Bravo Lenzinger!!! Mich freuen solche Nachrichten sehr, zeigen sie doch, dass Österreicher sehr ideenreich sind.
So lange wir solch innovative Firmen in Österreich haben und halten können, die für Forschung und Entwicklung große Summen "riskieren" und viel Vertrauen in die Innovationskraft ihrer Mitarbeiter haben, braucht uns um unser kleines Land auf des großen Weltmarkt nicht bange zu sein. Bravo und viel Erfolg mit dieser umweltfreundlichen Faser!

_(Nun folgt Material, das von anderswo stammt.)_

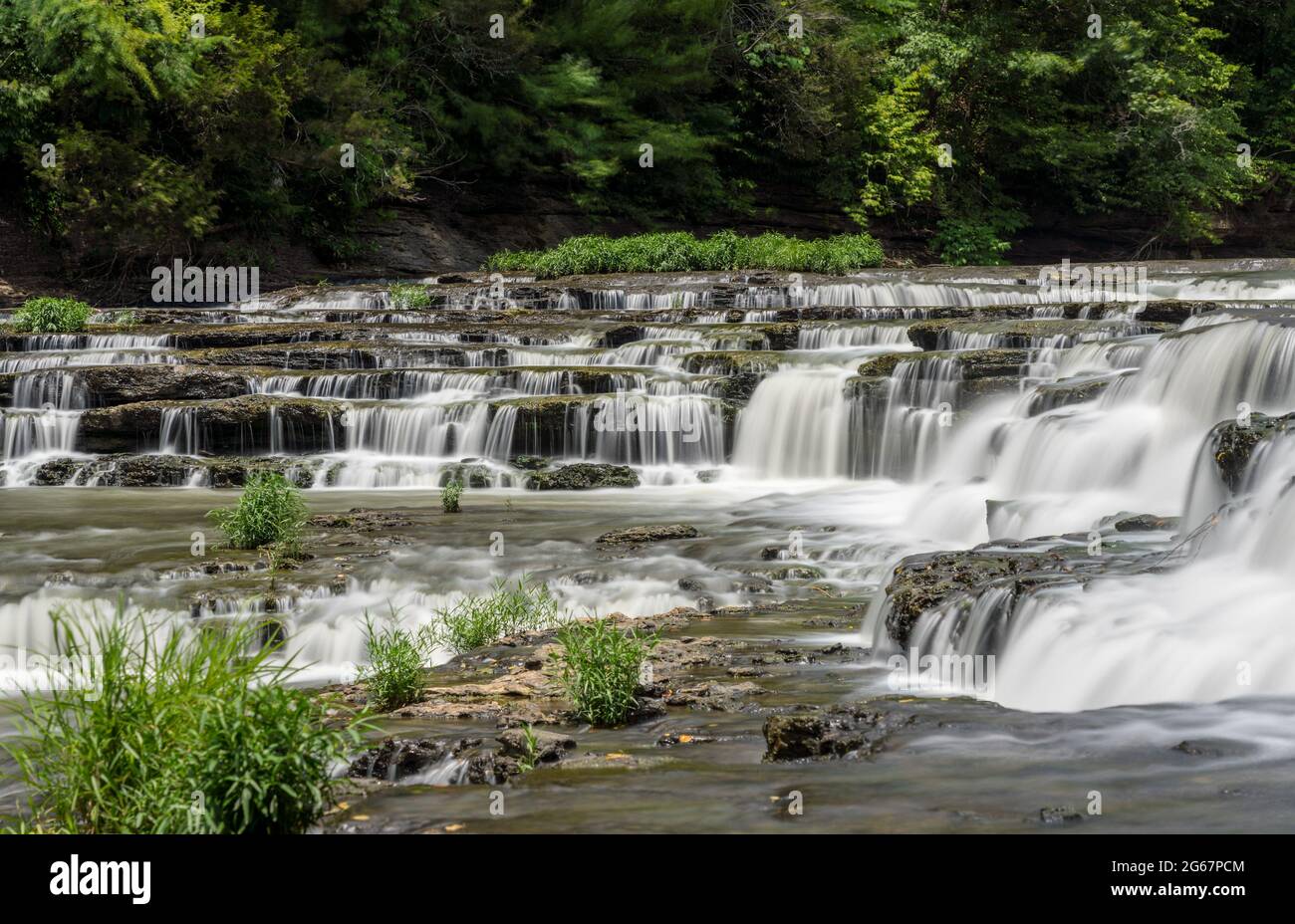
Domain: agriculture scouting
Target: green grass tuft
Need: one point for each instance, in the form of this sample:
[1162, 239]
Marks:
[680, 251]
[52, 316]
[600, 669]
[449, 496]
[270, 512]
[405, 295]
[177, 731]
[396, 661]
[479, 620]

PS: hätten wir nur auch solche Politiker, die ihr Hirnschmalz für Österreich und nicht für obskure Machenschaften zum Schaden des Landes einsetzen .... was wären wir dann für ein Schmuckstück in dieser Welt!!!

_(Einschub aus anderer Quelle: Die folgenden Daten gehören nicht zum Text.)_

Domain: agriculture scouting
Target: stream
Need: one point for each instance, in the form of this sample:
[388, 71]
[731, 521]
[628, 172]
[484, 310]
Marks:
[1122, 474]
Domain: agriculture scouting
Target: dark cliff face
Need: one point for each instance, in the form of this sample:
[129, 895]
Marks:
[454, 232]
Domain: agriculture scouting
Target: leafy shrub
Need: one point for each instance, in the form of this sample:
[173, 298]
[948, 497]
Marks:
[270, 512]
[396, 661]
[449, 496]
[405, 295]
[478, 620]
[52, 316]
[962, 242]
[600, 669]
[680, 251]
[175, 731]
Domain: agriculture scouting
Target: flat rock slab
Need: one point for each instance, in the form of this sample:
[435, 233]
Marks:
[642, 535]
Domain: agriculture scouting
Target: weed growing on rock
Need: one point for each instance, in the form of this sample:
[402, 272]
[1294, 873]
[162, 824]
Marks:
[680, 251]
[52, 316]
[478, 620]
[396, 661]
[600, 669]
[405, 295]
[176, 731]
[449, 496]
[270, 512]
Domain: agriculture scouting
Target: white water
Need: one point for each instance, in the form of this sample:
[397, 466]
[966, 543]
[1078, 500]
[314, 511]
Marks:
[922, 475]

Aus der Spinndüse kommt endlose Cellulosefaser welche anschliessen in Stapellängen geschnitten wird. Vielleicht ist hier nicht die Eigenschaft "Endlos" sondern die Feinheit und gleichzeitige Festigkeit der Faser das revolutionierende von Lenzing Cellulose.

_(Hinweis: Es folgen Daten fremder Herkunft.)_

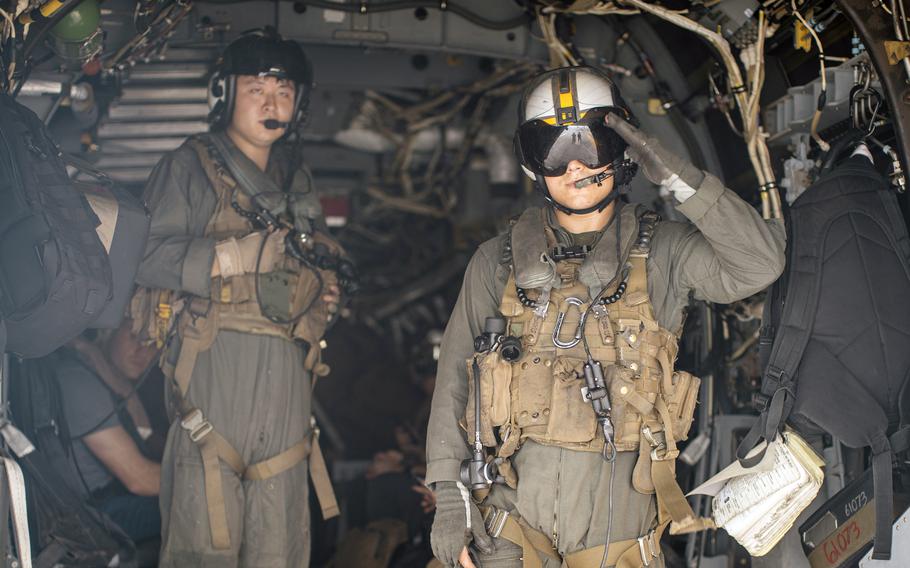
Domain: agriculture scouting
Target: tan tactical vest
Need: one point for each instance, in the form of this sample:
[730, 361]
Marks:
[539, 396]
[233, 305]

Das Fortschrittliche ist, dass es aus dem Tencel/Lyocell Verfahren entsteht und nicht nach dem Viskoseverfahren, das schon mehr als 100 Jahre alt ist.
bessere Viskose ?
Optisch ist Viskose ja schon sehr nahe an der Seide dran.
Aber ich hoffe mal, man kann die Holz-Seide viel dünner ausspinnen oder es gibt andere grundlegende Unterschiede.
Höhere Festigkeit oder bessere Dehnbarkeit z.B.
Nö, anderes Tencel (vormals Lyocell).
Viskosefilamente gibt es schon seit mehr als 100 Jahren.
Tencel ist ein physikalisches (Zellulose) Löseverfahren, das man im Kreislauf betreiben kann, was umwelttechnisch von großer Bedeutung ist.
Bei Viskose/Modal wird Zellulose chemisch gelöst und es entstehen danach viele Salze, die man nur zum Teil und aufwendig rückgewinnen oder zurückhalten kann.
Ein paar weniger Schreibfehler wären nicht schlecht.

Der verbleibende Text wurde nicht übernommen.